I crack non funzionanti di Assassin’s Creed II, il famigerato DRM Ubisoft e la strana nevrosi degli utenti

Il DRM di Ubisoft è fastidioso? Certamente. Ma, dopo un avvio stentato, ora sembra funzionare bene. Ve lo dice uno che ha giocato più di venti ore ad Assassin’s Creed 2 versione PC senza un freeze. Ma l’argomento di questa segnalazione è un altro, ovvero la strana reazione di molti utenti alla mancanza di un crack funzionante (è sì, pare che per ora i giochi sotto DRM di Ubisoft siano tutti “uncracked”).

Su alcune delle più famose board warez, che non linko ma che sicuramente conoscete tutti, straripano di topic in cui le offese verso i cracker si vanno moltiplicando. Gli utenti più dolci li definiscono “incapaci”, quelli meno delicati usano registri espressivi non replicabili su un sito come questo.

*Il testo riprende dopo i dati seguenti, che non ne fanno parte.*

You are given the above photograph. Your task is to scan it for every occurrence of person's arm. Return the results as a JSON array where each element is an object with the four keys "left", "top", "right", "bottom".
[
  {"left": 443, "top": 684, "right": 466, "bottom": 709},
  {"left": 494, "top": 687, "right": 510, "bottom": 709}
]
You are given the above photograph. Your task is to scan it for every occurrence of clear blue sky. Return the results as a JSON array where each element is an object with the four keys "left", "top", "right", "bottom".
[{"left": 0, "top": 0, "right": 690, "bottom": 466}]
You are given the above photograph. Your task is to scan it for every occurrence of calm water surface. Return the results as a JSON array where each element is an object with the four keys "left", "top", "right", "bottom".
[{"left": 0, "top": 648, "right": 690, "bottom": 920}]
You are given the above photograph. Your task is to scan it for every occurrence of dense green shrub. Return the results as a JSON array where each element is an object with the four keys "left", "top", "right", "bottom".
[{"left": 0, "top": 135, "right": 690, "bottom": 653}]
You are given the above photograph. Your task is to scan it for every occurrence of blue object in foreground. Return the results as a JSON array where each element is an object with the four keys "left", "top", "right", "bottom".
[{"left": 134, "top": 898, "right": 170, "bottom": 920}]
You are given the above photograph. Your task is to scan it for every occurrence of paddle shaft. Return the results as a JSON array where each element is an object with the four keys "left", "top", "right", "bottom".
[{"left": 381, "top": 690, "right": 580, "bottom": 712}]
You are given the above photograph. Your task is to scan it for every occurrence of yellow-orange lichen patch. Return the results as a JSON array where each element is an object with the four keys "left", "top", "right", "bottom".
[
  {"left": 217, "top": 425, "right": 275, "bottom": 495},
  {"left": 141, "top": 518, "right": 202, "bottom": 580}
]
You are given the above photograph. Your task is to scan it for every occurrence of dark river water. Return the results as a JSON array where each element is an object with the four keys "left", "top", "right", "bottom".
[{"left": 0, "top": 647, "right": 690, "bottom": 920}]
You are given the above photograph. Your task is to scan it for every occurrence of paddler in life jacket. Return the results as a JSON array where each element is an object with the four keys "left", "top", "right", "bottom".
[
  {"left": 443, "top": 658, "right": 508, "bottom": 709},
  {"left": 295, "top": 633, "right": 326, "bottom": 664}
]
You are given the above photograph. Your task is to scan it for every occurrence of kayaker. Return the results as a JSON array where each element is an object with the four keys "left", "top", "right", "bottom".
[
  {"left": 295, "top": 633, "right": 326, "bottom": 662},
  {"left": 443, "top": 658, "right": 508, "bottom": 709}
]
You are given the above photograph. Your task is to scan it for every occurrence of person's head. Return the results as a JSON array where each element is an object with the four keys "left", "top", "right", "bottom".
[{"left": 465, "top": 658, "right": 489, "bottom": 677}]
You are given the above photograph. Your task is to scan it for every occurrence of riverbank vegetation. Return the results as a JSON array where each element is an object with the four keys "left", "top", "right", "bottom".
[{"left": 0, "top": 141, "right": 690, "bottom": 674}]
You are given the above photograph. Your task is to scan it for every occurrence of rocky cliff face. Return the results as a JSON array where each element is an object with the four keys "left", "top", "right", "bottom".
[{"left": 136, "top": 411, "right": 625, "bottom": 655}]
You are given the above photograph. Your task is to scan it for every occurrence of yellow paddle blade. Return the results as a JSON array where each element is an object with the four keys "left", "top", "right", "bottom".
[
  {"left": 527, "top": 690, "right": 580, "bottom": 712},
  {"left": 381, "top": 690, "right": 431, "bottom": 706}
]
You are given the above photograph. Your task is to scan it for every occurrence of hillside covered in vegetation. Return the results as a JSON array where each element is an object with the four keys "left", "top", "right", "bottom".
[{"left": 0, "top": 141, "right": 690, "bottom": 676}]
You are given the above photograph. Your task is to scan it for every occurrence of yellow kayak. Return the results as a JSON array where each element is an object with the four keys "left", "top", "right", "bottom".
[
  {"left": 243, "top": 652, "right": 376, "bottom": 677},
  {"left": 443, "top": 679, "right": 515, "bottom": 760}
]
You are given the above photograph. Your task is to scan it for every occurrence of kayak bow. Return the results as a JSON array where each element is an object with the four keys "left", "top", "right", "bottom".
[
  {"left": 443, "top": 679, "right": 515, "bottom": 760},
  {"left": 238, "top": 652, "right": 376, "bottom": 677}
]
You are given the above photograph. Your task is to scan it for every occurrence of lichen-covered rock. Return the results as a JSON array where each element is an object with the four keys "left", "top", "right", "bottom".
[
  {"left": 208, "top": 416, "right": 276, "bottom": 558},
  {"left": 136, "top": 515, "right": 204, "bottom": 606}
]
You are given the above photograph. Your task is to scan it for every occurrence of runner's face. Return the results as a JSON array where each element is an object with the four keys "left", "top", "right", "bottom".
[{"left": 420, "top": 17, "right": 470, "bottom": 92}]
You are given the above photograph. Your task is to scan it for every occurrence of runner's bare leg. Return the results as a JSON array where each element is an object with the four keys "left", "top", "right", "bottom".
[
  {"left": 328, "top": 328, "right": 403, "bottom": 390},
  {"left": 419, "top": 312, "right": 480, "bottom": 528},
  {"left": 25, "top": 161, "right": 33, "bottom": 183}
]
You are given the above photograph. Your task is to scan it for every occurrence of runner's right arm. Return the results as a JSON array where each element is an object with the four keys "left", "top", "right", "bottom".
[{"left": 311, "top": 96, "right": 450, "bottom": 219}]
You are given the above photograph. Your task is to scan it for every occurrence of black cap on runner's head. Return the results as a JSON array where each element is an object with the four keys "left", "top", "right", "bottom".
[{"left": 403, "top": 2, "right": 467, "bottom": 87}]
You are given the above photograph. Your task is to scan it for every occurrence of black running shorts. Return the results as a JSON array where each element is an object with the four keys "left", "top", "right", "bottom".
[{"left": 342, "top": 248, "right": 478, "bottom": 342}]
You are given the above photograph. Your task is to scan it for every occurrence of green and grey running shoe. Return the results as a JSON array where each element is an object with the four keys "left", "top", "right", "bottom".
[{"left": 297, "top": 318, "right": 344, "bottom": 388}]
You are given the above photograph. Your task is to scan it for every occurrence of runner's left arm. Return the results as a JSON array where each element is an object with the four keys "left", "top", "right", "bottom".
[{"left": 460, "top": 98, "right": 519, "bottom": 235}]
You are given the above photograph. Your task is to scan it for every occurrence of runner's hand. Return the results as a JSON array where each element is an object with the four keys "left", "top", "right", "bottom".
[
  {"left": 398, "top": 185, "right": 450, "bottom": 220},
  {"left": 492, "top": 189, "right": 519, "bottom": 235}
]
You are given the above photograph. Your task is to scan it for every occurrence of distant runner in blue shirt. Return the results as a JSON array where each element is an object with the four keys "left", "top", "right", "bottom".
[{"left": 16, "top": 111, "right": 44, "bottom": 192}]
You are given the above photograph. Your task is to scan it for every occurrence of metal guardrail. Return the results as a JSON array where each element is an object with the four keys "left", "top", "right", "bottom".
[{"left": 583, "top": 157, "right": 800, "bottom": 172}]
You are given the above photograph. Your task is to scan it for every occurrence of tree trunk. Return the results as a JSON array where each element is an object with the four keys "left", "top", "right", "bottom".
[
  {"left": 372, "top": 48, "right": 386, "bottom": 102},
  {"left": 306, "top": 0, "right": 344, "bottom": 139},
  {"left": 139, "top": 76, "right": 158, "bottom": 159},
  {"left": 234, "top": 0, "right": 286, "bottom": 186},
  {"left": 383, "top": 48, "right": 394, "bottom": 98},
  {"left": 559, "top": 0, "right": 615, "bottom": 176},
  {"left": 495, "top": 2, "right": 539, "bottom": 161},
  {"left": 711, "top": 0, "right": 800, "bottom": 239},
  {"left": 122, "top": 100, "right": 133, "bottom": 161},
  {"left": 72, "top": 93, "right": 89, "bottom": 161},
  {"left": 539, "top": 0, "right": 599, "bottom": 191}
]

Ora, con quel minimo di sarcasmo sindacale consentito per non scadere nel volgare mi chiedo, ma sono questi i paladini del software libero? Questi bambocci che “pretendono” risultati immediati senza dare nulla se non la loro fastidiosa presenza?

Più che dei “filosofi”, questi tipi sembrano dei bambini viziati privati del loro giocattolo che battono i piedi e fanno i capricci prendendosela con chi non ha colpa. Non sto difendendo i cracker, per carità, solo che mi fanno pietà vedendo le reazioni scomposte di fronte al primo fallimento. Fossi in loro smetterei di provare a crakkare Assassin’s Creed 2 e lo andrei a comprare originale… provocazione per provocazione.

Segnalazioni interessanti da GOG.com

Nelle ultime settimane gog.com ha pubblicato alcuni vecchi giochi di grande valore. Vediamoli:

Betrayal at Krondor (5,99$) – Bel GDR della Dynamix, molto classico e adatto ai palati fini che non definiscono “per hardcore” Mass Effect 2.

Syberia (9,99$) – Una delle avventure grafiche più belle degli ultimi anni che ha contribuito a rilanciare il genere creandogli un’ampia nicchia di pubblico.

Gobliiins Pack (5,99$) – Le prime tre avventure dei Gobliiins riunite in un unico pacco dal prezzo irrisorio (meno di un caffé a gioco). Forse non sono invecchiate alla grande come altre avventure, ma valgono sicuramente un giro visto il prezzo.

Another World 15th Anniversary (9,99$) – Un capolavoro assoluto di cui Ars Ludica ha parlato ampiamente QUI.

Aliens vs Predator

Sviluppato da Rebellion | Distribuito da Sega | Piattaforme: PS3, Xbox 360, PC | Pubblicato Febbraio 2010 (PC) | Sito ufficiale

La versione testata è quella PC


Aliens vs Predator (1999). Ricordo l’impressione che mi fece il primo episodio e il terrore generato dalla campagna del marine. Ogni passo era un sobbalzo, ogni movimento sospetto mi costringeva a esaminare tutta l’area circostante per cercare di evitare di essere attaccato di sospresa mentre stavo completamente al buio. È stato difficilissimo portarlo a termine, perché gli xenomorfi erano veramente pericolosi e il Predator era una spietata macchina di morte. Però che soddisfazione. Aliens vs Predator 2 (2002) proseguì sulla stessa linea e si giovò enormemente delle nuove tecnologie allora a disposizione, offrendo mappe più ampie e un’atmosfera ancora più claustrofobica, nonostante la difficoltà fosse stata ricalibrata così da non essere proibitiva. Le tre razze disponevano di campagne dalla lunghezza ragionevole che insieme arrivavano a molte ore di gioco e, soprattutto, il level design era pensato per magnificare le caratteristiche peculiari di ognuna di esse. Altri tempi, direbbero i vecchi.

Aliens vs Predator (2010). Avvio la campagna del marine cercando la stessa claustrofobia provata allora, ma dopo il tutorial e qualche passo finisco a combattere gli alieni in una discoteca con una donnina olografica che balla con le chiappe di fuori. C’è qualcosa che non va. Gli alieni sono stupidi e, soprattutto, non sono letali. Pare che si divertano a farsi sparare. Ragazzi, dovete ammazzarmi! Ehi, venite qui! Intorno a me è pieno di marine più tonti di loro che si fanno massacrare al posto mio. È tutto così prevedibile che invece di provare terrore mi viene da sbadigliare.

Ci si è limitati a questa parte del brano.